Gun related homicides disproportionally affect people of Black and Hispanic races (1st and 2nd places respectively)

### 8. Finding a link between month and homicide rate

In [12]:
months = [each[2] for each in data]
homicide_rate_per_month = {}

for i, month in enumerate(months):
    if month not in homicide_rate_per_month:
        homicide_rate_per_month[month] = 0
    if intents[i] == 'Homicide':
        homicide_rate_per_month[month] += 1

total_population = sum(mapping[k] for k in mapping)
for k in homicide_rate_per_month:
    homicide_rate_per_month[k] = (homicide_rate_per_month[k]/total_population)*100000

homicide_rate_per_month

{'01': 0.9374958276216315,
 '02': 0.721762429324819,
 '03': 0.9212578299003661,
 '04': 0.9427980309591875,
 '05': 0.9862098207854278,
 '06': 1.037243527909405,
 '07': 1.083306419404423,
 '08': 1.0355865893664187,
 '09': 0.9828959436994553,
 '10': 0.9835587191166497,
 '11': 0.9673207213953843,
 '12': 1.0574581781338372}

### Findings:

Gun deaths are the more frequent during summer months and at the end of the year. The lowest rate is in February. 

### 10. Exploring:
#### - homicide rate by gender
#### - accidental rate by gender
#### - accidental rate by race

In [20]:
def calc_rate_intent(column_num, intent):
    column_lst = [each[column_num] for each in data]
    rate_dict = {}
    for i, item in enumerate(column_lst):
        if intents[i] == intent:
            if item in rate_dict:
                rate_dict[item] += 1
            else:
                rate_dict[item] = 1
    
    for key in rate_dict:
        rate_dict[key] = (rate_dict[key]/total_population)*1000000
    return rate_dict

homicide_rate_gender = calc_rate_intent(5,'Homicide')
accidental_rate_gender = calc_rate_intent(5, 'Accidental')
accidental_rate_race = calc_rate_intent(7, 'Accidental')

homicide_rate_gender

{'F': 17.805461582930455, 'M': 98.7634787932396}

In [21]:
accidental_rate_gender

{'F': 0.7224252047420135, 'M': 4.7090193391669795}

In [22]:
accidental_rate_race

{'Asian/Pacific Islander': 0.039766525031670476,
 'Black': 1.086951684198993,
 'Hispanic': 0.48051217746601826,
 'Native American/Native Alaskan': 0.07290529589139588,
 'White': 3.751308861320915}

### Findings:
1. Gun deaths are much more frequent among men despite the difference in intent (homicide or accidental).
2. Accidental gun death are more frequent among people of White race. People of Black race have the second greatest result.

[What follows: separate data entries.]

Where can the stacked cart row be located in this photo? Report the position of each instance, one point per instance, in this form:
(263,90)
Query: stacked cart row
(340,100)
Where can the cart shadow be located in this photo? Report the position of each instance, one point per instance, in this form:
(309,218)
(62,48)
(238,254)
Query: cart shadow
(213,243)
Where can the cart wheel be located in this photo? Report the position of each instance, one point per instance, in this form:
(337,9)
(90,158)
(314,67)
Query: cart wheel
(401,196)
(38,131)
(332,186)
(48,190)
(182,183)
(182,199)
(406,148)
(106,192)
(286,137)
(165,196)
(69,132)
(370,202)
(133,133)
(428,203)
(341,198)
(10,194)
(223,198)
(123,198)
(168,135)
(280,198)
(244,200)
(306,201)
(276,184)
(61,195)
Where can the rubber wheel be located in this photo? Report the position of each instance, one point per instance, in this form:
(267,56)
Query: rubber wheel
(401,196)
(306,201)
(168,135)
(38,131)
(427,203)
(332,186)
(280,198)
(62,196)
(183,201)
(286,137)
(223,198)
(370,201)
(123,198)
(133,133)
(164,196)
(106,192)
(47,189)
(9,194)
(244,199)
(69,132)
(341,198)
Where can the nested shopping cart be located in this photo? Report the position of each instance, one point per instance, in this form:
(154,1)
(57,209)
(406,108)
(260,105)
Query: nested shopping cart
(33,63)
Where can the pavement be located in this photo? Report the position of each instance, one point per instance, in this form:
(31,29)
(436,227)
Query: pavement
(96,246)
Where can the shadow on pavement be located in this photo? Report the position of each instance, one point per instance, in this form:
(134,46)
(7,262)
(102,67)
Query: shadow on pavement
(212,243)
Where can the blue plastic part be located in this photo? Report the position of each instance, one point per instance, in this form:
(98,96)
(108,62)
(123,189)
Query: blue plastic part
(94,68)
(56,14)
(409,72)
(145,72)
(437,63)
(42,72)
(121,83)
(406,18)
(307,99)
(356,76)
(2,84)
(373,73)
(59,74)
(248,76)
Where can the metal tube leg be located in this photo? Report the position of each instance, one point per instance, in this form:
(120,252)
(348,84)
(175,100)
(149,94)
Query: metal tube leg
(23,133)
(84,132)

### 11. Exploring the correlation of:
#### - gun death rate and location
#### - gun death rate and education

In [16]:
def calc_rate(column_num):
    column_lst = [each[column_num] for each in data]
    rate_dict = {}
    for i, item in enumerate(column_lst):
            if item in rate_dict:
                rate_dict[item] += 1
            else:
                rate_dict[item] = 1
    
    for key in sorted(rate_dict):
        rate_dict[key] = (rate_dict[key]/total_population)*100000
    return rate_dict

gun_death_location = calc_rate(9)
gun_death_education = calc_rate(10)

In [17]:
gun_death_location

{'Farm': 0.15575222304070938,
 'Home': 20.044316942213502,
 'Industrial/construction': 0.08218415173211897,
 'NA': 0.45864058869859947,
 'Other specified': 4.556912380920839,
 'Other unspecified': 2.938414812131851,
 'Residential institution': 0.06727170484524256,
 'School/instiution': 0.2223611524687574,
 'Sports': 0.042417626700448505,
 'Street': 3.695304338567979,
 'Trade/service area': 1.1396423298659564}

### Findings:
Gun deaths are the most frequent at homes (20 cases per 100000 people)

In [18]:
gun_death_education

{'1': 7.231873964717873,
 '2': 14.225480166954322,
 '3': 7.184485522388465,
 '4': 4.29014527550005,
 '5': 0.4536697730696407,
 'NA': 0.017563548555654458}

#### Findings:

Gun deaths are the most frequent among people with High School education.